Concept: This is a parametric differentiation problem. We first find \( \frac{dx}{d\theta} \) and \( \frac{dy}{d\theta} \), then compute \( \frac{dy}{dx} = \frac{dy/d\theta}{dx/d\theta} \). Finally, we substitute this into the given expression and simplify using trigonometric identities.

Step 1: Differentiate \( x \) and \( y \) with respect to \( \theta \).
Given \( x = a \cos^3 \theta \): \[ \frac{dx}{d\theta} = a \cdot 3\cos^2 \theta \cdot (-\sin \theta) = -3a \cos^2 \theta \sin \theta \] Given \( y = a \sin^3 \theta \): \[ \frac{dy}{d\theta} = a \cdot 3\sin^2 \theta \cdot (\cos \theta) = 3a \sin^2 \theta \cos \theta \]

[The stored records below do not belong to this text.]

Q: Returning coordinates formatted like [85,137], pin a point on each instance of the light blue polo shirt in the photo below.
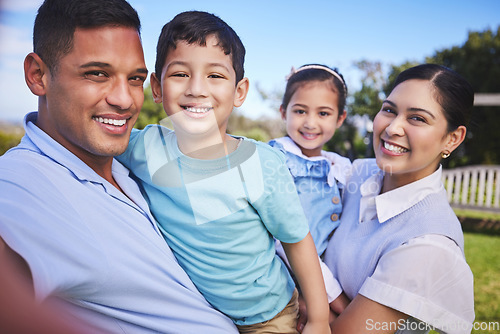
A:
[85,240]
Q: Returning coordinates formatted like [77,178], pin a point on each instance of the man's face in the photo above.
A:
[94,97]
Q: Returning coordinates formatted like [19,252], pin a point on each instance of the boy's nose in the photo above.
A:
[197,86]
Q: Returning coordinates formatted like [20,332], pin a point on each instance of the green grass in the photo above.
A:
[483,256]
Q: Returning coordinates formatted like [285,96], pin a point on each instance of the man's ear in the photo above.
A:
[241,92]
[156,88]
[283,113]
[35,74]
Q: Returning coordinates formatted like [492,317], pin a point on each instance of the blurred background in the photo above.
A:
[370,42]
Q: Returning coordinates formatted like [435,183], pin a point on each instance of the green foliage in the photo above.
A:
[481,252]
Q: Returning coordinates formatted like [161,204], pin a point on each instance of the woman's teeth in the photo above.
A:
[395,149]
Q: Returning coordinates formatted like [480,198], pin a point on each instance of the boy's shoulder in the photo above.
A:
[266,150]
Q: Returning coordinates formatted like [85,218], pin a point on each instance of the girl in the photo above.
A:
[398,253]
[313,108]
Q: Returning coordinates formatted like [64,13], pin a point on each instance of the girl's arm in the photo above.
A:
[363,315]
[305,265]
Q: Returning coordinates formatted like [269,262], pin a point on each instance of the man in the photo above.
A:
[72,219]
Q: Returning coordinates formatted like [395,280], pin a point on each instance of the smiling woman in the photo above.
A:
[398,252]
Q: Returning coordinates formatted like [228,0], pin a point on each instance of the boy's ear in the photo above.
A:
[455,138]
[241,92]
[35,74]
[156,88]
[341,118]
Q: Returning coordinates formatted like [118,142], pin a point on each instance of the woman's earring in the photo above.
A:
[445,154]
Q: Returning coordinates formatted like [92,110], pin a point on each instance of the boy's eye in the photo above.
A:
[216,76]
[389,110]
[95,75]
[137,80]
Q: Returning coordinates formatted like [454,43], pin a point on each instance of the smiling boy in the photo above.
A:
[220,198]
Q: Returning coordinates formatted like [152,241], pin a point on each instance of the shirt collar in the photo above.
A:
[339,166]
[394,202]
[51,148]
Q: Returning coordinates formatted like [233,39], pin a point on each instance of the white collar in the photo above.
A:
[396,201]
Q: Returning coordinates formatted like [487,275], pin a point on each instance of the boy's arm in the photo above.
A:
[305,265]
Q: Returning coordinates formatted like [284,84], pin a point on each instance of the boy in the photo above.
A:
[219,199]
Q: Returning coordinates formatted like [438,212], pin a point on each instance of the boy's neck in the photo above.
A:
[204,148]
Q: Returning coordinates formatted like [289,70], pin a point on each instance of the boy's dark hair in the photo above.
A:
[316,72]
[57,20]
[195,27]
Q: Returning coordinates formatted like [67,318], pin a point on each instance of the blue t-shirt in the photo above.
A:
[219,217]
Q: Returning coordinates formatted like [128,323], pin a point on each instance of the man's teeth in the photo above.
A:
[115,122]
[197,110]
[395,149]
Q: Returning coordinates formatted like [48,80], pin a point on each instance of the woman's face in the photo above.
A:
[410,132]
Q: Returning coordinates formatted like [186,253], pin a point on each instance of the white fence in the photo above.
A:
[473,187]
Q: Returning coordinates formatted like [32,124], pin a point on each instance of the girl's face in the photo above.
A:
[410,133]
[312,116]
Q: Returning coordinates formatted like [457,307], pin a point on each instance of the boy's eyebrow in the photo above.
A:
[106,65]
[412,109]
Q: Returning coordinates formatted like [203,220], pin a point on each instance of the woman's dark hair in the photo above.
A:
[195,27]
[57,20]
[452,91]
[316,72]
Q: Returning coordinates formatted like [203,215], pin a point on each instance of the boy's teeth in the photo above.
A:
[197,110]
[115,122]
[395,149]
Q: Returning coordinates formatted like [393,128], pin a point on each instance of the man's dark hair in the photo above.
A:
[57,20]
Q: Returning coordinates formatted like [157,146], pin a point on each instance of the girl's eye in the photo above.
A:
[389,110]
[216,76]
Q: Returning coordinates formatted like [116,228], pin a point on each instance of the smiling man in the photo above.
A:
[71,218]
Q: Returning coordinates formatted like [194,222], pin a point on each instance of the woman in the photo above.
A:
[398,253]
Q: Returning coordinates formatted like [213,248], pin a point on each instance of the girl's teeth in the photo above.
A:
[395,149]
[115,122]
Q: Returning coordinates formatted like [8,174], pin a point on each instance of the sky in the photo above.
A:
[277,35]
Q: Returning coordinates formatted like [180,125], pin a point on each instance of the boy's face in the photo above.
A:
[198,88]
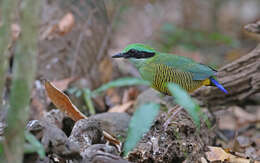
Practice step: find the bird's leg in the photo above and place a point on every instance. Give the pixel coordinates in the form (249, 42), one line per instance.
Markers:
(172, 112)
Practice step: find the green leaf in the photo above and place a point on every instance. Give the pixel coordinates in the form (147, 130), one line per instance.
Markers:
(127, 81)
(183, 99)
(140, 124)
(34, 146)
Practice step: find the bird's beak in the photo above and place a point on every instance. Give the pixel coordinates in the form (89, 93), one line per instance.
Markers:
(119, 55)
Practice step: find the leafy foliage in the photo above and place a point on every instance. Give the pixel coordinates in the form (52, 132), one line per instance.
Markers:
(34, 146)
(183, 99)
(140, 124)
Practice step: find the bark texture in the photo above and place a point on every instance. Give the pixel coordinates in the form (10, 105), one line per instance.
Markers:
(241, 78)
(178, 140)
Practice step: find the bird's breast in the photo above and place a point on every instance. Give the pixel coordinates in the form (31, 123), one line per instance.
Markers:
(164, 74)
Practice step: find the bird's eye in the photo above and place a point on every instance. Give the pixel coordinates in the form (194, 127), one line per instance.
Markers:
(132, 51)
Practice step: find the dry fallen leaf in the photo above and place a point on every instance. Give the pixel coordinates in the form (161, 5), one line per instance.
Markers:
(122, 108)
(64, 83)
(66, 24)
(62, 102)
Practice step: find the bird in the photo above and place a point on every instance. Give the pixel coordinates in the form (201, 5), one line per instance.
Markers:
(159, 69)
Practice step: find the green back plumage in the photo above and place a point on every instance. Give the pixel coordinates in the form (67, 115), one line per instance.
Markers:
(163, 68)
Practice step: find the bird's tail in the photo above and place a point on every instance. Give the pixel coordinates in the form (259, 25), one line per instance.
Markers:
(217, 84)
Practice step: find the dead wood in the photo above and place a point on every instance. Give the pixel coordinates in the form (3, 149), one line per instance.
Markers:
(241, 78)
(179, 141)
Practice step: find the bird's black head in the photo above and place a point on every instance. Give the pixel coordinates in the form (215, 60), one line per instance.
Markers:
(137, 51)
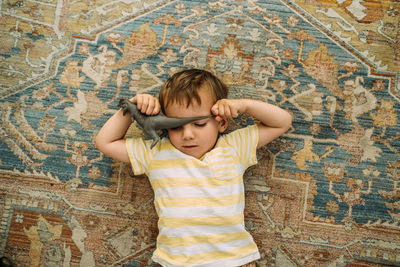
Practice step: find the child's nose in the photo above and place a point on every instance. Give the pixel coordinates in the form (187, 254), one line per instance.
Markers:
(188, 132)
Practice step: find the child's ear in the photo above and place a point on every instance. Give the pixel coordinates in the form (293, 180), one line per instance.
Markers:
(222, 125)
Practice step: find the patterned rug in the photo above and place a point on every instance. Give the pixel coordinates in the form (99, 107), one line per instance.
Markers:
(325, 194)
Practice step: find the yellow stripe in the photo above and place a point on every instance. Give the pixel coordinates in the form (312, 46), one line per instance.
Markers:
(197, 221)
(192, 182)
(207, 256)
(210, 239)
(173, 163)
(199, 201)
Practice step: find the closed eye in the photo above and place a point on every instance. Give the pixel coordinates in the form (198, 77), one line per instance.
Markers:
(201, 124)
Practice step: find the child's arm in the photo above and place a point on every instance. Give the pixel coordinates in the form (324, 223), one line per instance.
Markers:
(110, 139)
(274, 121)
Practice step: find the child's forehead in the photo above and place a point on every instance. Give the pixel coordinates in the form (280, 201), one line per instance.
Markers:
(203, 94)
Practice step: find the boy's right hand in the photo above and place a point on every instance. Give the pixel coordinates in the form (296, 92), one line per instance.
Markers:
(146, 103)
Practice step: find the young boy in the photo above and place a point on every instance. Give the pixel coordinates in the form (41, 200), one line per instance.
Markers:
(197, 172)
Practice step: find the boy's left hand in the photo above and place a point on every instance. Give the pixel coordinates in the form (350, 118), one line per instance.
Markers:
(228, 108)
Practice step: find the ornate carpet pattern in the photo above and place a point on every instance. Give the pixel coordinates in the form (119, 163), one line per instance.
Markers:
(324, 194)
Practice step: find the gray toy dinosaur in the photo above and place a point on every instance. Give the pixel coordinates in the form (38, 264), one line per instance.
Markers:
(150, 124)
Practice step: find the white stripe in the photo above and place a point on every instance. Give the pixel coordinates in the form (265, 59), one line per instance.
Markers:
(170, 154)
(201, 230)
(204, 247)
(189, 212)
(190, 191)
(180, 173)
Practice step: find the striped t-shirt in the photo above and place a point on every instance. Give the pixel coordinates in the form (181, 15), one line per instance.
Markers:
(199, 202)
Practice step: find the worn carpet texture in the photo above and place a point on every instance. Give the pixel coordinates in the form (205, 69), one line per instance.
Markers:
(324, 194)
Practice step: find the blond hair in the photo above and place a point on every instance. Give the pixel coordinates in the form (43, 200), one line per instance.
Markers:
(184, 86)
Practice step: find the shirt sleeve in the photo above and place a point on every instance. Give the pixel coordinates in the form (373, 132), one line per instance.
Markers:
(245, 142)
(139, 154)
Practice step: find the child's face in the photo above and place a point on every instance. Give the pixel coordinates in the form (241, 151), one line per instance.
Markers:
(199, 137)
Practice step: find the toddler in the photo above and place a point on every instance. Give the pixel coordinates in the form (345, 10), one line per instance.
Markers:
(197, 171)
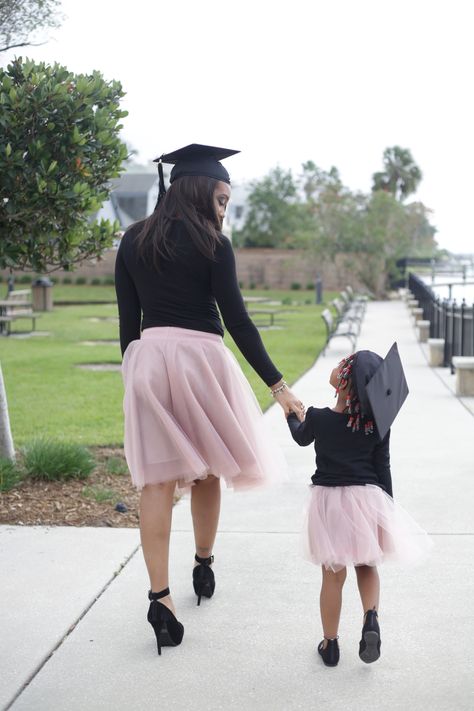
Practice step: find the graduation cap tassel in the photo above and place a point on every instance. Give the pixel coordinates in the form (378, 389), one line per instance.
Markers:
(161, 183)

Step 2: Find \( \frac{dy}{dx} \).
\[ \frac{dy}{dx} = \frac{3a \sin^2 \theta \cos \theta}{-3a \cos^2 \theta \sin \theta} \] Canceling common terms: \[ \frac{dy}{dx} = -\frac{\sin \theta}{\cos \theta} = -\tan \theta \]

Step 3: Evaluate the expression \( 1 + \left( \frac{dy}{dx} \right)^2 \).
\[ 1 + (-\tan \theta)^2 = 1 + \tan^2 \theta \] Using the fundamental trigonometric identity \( 1 + \tan^2 \theta = \sec^2 \theta \): \[ = \sec^2 \theta \]